# Worldwide Pick and Pack B2C and Wholesale



## yorkave212 (Nov 12, 2014)

Hi, can anyone recommend a good fulfillment service that integrates with Shopify and can send worldwide? Also, they must be able to ship to consumers and handle our wholesale orders. Also, it would be great if they could fold and poly-bag our stuff since some of it isn't yet.

Whiplash seems like a good option. Does anyone work with them?

What type of pricing should be expected?

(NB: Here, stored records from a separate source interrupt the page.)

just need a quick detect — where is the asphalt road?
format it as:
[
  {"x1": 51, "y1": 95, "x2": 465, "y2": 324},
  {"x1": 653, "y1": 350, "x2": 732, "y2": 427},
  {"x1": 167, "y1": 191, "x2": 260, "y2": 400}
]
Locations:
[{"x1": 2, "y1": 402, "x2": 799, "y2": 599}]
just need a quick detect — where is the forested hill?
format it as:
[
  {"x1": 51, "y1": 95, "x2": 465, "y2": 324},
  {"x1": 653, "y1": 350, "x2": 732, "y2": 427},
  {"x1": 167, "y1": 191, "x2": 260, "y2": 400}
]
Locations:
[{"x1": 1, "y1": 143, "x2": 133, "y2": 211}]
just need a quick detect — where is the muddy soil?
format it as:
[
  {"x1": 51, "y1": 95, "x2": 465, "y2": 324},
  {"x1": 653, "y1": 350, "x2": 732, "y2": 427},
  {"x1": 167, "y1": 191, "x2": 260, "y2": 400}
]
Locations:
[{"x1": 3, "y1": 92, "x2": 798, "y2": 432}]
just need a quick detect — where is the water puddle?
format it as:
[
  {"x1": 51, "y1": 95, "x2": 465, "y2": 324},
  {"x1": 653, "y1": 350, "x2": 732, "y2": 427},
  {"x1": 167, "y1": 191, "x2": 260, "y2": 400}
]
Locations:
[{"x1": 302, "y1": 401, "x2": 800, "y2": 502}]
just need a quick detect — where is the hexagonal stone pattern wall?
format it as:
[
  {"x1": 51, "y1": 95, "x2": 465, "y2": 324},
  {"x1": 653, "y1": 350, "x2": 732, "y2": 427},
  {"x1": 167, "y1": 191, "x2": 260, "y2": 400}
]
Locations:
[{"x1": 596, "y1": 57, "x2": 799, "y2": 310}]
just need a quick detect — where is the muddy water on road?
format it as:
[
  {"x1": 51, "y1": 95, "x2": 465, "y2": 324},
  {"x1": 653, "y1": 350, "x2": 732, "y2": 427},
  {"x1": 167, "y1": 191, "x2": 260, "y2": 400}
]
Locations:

We don't have a lot of inventory and don't ship high volumes yet.

Thanks!


----------



## teesforu (Dec 25, 2014)

hi very soon ( about jan 25) we will be launching a huge protal from india catering to all customers worldwide
get a country head from each country create webstors under the same head and have a pyramid strucgture of profit sharing .. a unique feature of us is we are tshirt manufacturers entering the business ! 
from dtg to screen to sublime to transfers to embroidery - name it and we can mke it 

hundreds of items in over 26 colors in each is what we can offer !


----------



## printaura (Apr 5, 2005)

All of the t-shirt fulfillment companies that have apps in Shopify all ship worldwide.


----------



## rahm180 (Dec 26, 2014)

@teesforu would love to connect with you in this regards


----------